Con gran puntualidad, se abrieron las ventanas de los balcones del tercer piso del Consistorio. Los decibelios que profería la masa aumentaron por encima de lo imaginable. Las nubes desaparecieron. Todos los presentes allí y todos los navarros del mundo sintieron que algo se estremecía en su interior. Barkos gritó los tradicionales «viva» y «gora» al santo y prendió la mecha de la felicidad.

 

Sonó en el cielo despejado la explosión y los saltos, abrazos y besos se hicieron aún más intensos. Como manda la tradición, tras el estallido llegó el momento de anudarse los pañuelos rojos al cuello. Y se desató la locura de unas fiestas inigualables que el Nobel Ernest Hemingway, su mejor embajador, calificó de «endemoniadamente divertidas».


Fue en 1923 cuando el autor de «Fiesta» llegó a Pamplona por primera vez. Y, según cuenta el escritor navarro José María Iribarren, también fue la primera visita a la ciudad de Francisco Grandmontagne, periodista del diario «El Sol», que describió así el ambiente que encontró: «Música por todas partes; bandas, charangas, guitarras, bandurrias, tamboriles, pitos y castañuelas: música militar, civil, eclesiástica (las campanas); música de viento, de cuerda, de laringe; lejos, cerca, a la derecha, a la izquierda, por cuantos sitios alcanza la percepción del oído, ya atrofiado por exceso de vibraciones melódicas.

 

Tal es la Pamplona de San Fermín. Aquel santo varón, decapitado en Amiens por orden del pretor romano, hubiera perdido también la cabeza, aunque en otra forma, si en tales días viviera en su ciudad natal». Idéntico a lo que ayer comenzó a vivirse tras el chupinazo.


ANV, como siempre
En medio de ese bullicio y de ese ambiente sano, los únicos que intentaron ser protagonistas de algo que no les toca fueron los de siempre: los concejales de ANV. Como ya hicieran el pasado año, Mikel Gastesi y Mariné Pueyo trataron de sacar al balcón del Ayuntamiento una ikurriña -igual a las que en la plaza sujeta una minoría que pretende pasar por mayoría-, pero agentes de la Policía Municipal se lo impidieron, les desalojaron y todo siguió su curso normal.

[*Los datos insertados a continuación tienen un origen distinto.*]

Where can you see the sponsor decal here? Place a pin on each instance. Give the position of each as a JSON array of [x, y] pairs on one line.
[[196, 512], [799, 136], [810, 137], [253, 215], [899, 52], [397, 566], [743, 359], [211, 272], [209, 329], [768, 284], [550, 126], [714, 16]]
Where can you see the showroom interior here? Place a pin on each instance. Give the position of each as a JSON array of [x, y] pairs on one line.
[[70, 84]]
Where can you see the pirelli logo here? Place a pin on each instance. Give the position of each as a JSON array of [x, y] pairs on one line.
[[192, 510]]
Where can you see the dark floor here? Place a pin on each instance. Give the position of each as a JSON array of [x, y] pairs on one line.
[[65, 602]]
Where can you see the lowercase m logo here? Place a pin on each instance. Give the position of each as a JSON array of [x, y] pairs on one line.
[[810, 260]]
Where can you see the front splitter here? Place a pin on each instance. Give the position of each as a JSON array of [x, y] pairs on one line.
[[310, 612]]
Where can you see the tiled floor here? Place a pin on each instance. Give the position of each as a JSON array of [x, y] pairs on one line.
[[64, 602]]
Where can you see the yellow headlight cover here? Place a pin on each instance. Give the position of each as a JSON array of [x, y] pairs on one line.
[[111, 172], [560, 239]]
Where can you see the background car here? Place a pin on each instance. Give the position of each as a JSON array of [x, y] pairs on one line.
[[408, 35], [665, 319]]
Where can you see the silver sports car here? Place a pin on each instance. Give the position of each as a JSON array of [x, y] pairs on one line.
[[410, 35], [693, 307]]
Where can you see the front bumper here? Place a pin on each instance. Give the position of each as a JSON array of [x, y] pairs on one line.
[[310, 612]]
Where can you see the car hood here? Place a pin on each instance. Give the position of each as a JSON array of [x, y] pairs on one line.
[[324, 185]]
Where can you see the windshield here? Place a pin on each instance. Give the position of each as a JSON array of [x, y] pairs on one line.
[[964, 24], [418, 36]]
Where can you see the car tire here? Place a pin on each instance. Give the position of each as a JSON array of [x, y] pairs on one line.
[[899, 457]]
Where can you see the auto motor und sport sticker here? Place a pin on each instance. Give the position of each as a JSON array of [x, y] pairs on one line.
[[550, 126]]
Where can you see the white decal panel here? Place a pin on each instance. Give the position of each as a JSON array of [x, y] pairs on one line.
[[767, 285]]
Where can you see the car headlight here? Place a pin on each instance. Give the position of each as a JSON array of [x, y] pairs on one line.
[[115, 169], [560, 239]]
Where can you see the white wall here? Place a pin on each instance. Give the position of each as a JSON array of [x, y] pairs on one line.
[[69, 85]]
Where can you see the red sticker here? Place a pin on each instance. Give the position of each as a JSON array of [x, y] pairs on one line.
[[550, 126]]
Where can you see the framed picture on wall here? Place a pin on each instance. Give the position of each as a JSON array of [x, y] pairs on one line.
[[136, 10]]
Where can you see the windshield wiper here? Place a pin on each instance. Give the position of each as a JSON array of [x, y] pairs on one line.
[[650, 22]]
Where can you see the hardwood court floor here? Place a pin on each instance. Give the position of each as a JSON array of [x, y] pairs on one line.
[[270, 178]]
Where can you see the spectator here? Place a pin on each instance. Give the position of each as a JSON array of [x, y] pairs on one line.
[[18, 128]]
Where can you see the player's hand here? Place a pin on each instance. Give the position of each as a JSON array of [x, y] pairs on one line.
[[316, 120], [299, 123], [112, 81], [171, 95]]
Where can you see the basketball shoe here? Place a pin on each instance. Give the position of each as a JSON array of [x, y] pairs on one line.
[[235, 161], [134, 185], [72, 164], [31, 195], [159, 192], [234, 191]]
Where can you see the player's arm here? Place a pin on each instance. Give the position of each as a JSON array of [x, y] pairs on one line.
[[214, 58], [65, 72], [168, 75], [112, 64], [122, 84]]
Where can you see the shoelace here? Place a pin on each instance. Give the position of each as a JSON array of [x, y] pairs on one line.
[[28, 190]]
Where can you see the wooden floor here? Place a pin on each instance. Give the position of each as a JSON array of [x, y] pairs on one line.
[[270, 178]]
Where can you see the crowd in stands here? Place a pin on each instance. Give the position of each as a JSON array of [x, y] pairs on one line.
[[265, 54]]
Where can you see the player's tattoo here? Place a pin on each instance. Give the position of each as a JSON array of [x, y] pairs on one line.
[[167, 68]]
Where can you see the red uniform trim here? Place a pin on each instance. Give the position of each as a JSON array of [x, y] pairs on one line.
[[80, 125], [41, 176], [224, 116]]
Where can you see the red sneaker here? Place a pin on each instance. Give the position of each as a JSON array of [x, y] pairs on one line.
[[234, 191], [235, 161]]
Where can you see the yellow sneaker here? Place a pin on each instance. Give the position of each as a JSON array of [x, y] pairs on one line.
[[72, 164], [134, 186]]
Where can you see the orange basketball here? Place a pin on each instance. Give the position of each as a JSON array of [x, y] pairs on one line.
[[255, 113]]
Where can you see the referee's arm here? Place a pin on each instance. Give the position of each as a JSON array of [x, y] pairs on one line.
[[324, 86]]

El resto de grupos municipales, como es preceptivo, animaron a todos los pamploneses y a todos los visitantes a disfrutar de las fiestas de San Fermín. Asimismo, el presidente del Gobierno navarro, Miguel Sanz, pidió a los vecinos de la capital que se comporten «como son» y disfruten. Por delante quedan 200 horas de fiesta ininterrumpida, y entre cuyos actos destacan los célebres encierros, que hoy a las ocho de la mañana comienzan.